25 de junio de 2018 10:11

Blusas con coloridos bordados, brillos y escotes, son el producto estrella de Suquilandi’s, una empresa dedicada a la manufactura y comercialización de prendas de las culturas Puruhá, Chibuleo y Otavalo.

Los cuatro integrantes de la familia Suquilandi, oriundos de la comunidad San Francisco de Punín, en Riobamba, diseñan los atuendos y participan en el proceso de manufactura.
Antes se dedicaban a la pastelería y panadería, pero siempre quisieron administrar un negocio de ropa. Manuel Suquilandi es el gerente y fundador de la empresa; él se decidió a cambiar su panadería por un taller textil en 1995.

“Siempre soñé con fabricar ropa porque cuando era niño mi familia era muy pobre y no teníamos dinero para comprarla”, cuenta Suquilandi, de 55 años.

Él obtuvo un crédito para comprar una máquina bordadora y pidió prestadas tres máquinas de costura para iniciar el negocio. Además se capacitó sobre el diseño y confección de atuendos.

El primer reto de la empresa fue posicionar su producto en el mercado local. En esa época los atuendos tradicionales estaban desapareciendo y quienes aún vestían ropa indígena preferían la ropa de Otavalo.

“La ropa de Chimborazo, la nuestra, estaba pasada de moda. Necesitaba de un retoque juvenil para volverla atractiva”, dice Juana Guamán. Ella es la encargada del diseño de las blusas.

Una de las estrategias que aplicó la familia para difundir la vestimenta, fue fabricar uniformes para los coros indígenas de las iglesias evangélicas. Ellos se convirtieron en los clientes más asiduos de la empresa.

En solo unos meses, Suquilandi’s vestía a más de un centenar de mujeres de varias comunidades de Riobamba. La moda, en un inicio se inspiraba en el colorido de la naturaleza, pero en la actualidad las jóvenes prefieren trajes duocromáticos con brillos, lentejuelas y mullos.
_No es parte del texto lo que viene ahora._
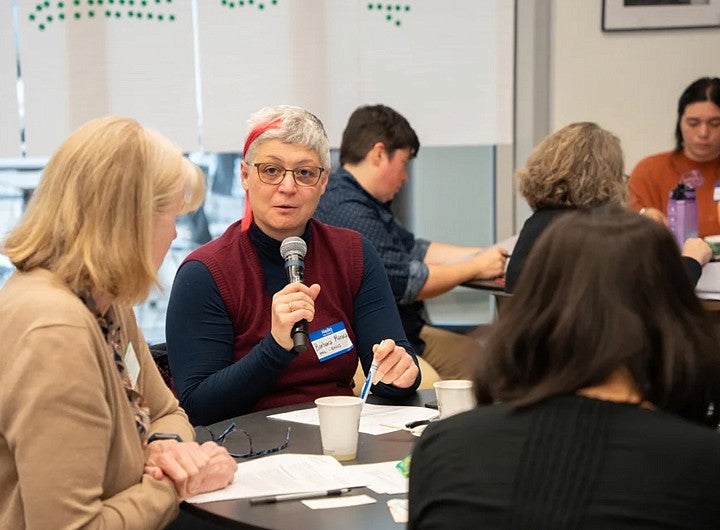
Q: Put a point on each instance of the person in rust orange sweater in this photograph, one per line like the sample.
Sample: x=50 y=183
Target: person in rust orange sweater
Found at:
x=695 y=159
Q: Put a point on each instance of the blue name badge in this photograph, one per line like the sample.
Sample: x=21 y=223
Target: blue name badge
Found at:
x=331 y=341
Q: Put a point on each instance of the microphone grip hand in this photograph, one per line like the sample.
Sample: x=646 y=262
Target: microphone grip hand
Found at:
x=300 y=336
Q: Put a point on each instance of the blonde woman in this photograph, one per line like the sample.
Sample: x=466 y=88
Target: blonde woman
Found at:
x=89 y=434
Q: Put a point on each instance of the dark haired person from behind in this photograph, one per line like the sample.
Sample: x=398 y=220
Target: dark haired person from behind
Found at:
x=695 y=158
x=377 y=146
x=598 y=397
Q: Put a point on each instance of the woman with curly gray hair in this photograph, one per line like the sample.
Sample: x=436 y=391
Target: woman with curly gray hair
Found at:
x=578 y=167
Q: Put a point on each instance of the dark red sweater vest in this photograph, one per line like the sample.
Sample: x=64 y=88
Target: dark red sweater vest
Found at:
x=334 y=260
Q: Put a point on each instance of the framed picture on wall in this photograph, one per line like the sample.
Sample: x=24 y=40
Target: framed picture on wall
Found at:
x=633 y=15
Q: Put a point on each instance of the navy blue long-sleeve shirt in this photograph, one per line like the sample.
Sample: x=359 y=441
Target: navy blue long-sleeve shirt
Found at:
x=211 y=384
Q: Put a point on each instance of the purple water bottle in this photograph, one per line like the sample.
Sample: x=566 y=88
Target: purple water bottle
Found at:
x=682 y=213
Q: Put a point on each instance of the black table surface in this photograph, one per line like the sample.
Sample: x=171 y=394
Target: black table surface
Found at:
x=305 y=439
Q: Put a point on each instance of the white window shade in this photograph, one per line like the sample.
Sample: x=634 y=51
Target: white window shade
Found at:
x=9 y=124
x=447 y=66
x=80 y=67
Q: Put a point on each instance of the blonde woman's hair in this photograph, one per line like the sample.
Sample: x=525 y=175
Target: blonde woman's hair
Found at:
x=91 y=219
x=579 y=166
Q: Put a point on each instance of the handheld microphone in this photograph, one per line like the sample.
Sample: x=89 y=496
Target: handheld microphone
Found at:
x=293 y=250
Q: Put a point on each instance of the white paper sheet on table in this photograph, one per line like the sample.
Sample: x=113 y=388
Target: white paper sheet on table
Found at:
x=382 y=477
x=284 y=473
x=296 y=473
x=374 y=419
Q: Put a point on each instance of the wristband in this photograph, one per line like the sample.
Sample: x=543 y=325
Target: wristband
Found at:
x=163 y=436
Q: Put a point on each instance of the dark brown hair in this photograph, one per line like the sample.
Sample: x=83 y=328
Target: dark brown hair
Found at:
x=370 y=124
x=601 y=289
x=703 y=89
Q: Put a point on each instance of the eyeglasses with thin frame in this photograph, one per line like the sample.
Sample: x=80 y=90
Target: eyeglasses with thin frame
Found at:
x=232 y=428
x=305 y=176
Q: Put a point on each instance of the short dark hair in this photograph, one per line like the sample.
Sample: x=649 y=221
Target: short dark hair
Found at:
x=602 y=289
x=703 y=89
x=376 y=123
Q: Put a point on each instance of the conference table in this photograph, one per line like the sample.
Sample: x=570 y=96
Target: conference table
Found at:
x=305 y=439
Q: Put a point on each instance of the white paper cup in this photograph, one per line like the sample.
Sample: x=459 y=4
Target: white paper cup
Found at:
x=339 y=424
x=714 y=243
x=454 y=396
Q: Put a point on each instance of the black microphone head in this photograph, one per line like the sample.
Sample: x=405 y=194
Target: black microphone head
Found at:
x=293 y=246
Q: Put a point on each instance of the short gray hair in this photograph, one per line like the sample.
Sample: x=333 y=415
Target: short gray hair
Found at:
x=290 y=125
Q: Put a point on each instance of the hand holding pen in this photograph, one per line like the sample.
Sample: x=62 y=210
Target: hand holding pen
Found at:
x=394 y=366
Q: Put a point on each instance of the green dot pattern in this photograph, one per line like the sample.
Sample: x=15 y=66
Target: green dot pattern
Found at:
x=45 y=13
x=391 y=12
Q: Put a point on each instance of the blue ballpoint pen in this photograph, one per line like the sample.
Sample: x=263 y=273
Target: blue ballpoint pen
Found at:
x=368 y=382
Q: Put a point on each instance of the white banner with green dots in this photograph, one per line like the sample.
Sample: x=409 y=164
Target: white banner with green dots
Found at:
x=197 y=74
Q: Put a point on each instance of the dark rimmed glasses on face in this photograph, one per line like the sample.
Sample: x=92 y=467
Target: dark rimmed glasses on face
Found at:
x=241 y=438
x=306 y=176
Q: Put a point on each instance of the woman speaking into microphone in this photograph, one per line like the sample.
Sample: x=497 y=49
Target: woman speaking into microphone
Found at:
x=232 y=309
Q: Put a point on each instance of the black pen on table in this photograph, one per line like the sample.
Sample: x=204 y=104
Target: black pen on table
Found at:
x=272 y=499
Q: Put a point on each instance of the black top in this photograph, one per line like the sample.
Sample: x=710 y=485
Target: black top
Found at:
x=536 y=225
x=568 y=462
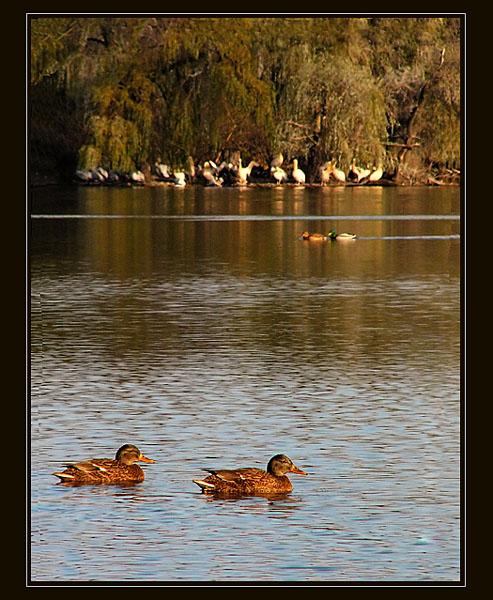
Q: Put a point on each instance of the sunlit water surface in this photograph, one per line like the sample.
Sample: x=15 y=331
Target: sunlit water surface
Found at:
x=195 y=324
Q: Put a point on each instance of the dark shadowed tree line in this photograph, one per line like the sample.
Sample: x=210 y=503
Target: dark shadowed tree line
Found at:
x=127 y=93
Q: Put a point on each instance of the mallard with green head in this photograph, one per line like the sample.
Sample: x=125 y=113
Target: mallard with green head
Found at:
x=121 y=469
x=250 y=480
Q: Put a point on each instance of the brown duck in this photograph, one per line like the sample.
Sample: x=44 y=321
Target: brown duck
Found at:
x=121 y=469
x=251 y=480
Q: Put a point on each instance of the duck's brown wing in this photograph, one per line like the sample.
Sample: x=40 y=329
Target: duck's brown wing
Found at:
x=92 y=465
x=237 y=475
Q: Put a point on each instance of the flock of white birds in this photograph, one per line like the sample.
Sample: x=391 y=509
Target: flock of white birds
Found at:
x=231 y=173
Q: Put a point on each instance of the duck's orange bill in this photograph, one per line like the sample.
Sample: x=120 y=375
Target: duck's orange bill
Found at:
x=296 y=470
x=145 y=459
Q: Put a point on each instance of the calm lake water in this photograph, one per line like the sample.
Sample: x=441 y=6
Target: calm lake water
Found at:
x=195 y=324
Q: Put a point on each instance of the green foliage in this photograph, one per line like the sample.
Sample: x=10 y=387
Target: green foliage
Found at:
x=142 y=90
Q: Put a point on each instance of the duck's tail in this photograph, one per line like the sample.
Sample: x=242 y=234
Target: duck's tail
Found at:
x=204 y=485
x=64 y=476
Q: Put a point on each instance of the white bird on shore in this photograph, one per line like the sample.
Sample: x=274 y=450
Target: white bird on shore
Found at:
x=208 y=173
x=376 y=174
x=277 y=160
x=325 y=172
x=337 y=174
x=179 y=178
x=278 y=174
x=137 y=176
x=244 y=172
x=298 y=174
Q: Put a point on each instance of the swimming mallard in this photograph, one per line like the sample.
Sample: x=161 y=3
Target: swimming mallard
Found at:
x=341 y=236
x=251 y=480
x=315 y=237
x=121 y=469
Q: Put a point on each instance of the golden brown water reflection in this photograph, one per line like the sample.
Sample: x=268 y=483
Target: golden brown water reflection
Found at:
x=220 y=339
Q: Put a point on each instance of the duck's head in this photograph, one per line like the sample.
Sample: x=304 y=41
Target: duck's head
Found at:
x=280 y=464
x=128 y=454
“Nos destacamos por la calidad de nuestra ropa y los diseños originales”, cuenta Evelin Suquilandi, quien se encarga del marketing.

Su hermana Jésica, en cambio, se encarga del diseño computarizado de las blusas. “Mi madre es quien tiene las ideas. Ella escoge los colores y yo me ocupo de convertirlos en moldes de computadora que luego se transfieren a las prendas en las máquinas”.

Ahora la iniciativa también comercializa fajas kawiñas, alpargatas, anacos y todos los accesorios del atuendo tradicional de las mujeres puruhaes. Sus diseños se venden en las comunidades, e incluso en las ciudades donde hay migrantes indígenas.

Para quienes están en la costa, por ejemplo, se elaboran blusas con telas ligeras y escotes, para resistir en calor. Mientras que para las nacionalidades de la Sierra, las blusas tienen telas más gruesas. 

A mediano plazo, la familia espera convertirse en exportadores de atuendos típicos. Además, están cerca de presentar su línea masculina, que incluirá camisas.

“La ropa es muy duradera y los precios son accesibles. Además tienen diseños diferentes”, dice María Angélica Gualla, una de las clientes más asiduas.

Las blusas cuestan entre USD 20 y 50, dependiendo de la complejidad del bordado y los accesorios.

“Ahora nuestro sueño es que no solo los indígenas vistan nuestra ropa, sino los extranjeros y mestizos”, dice Suquilandi.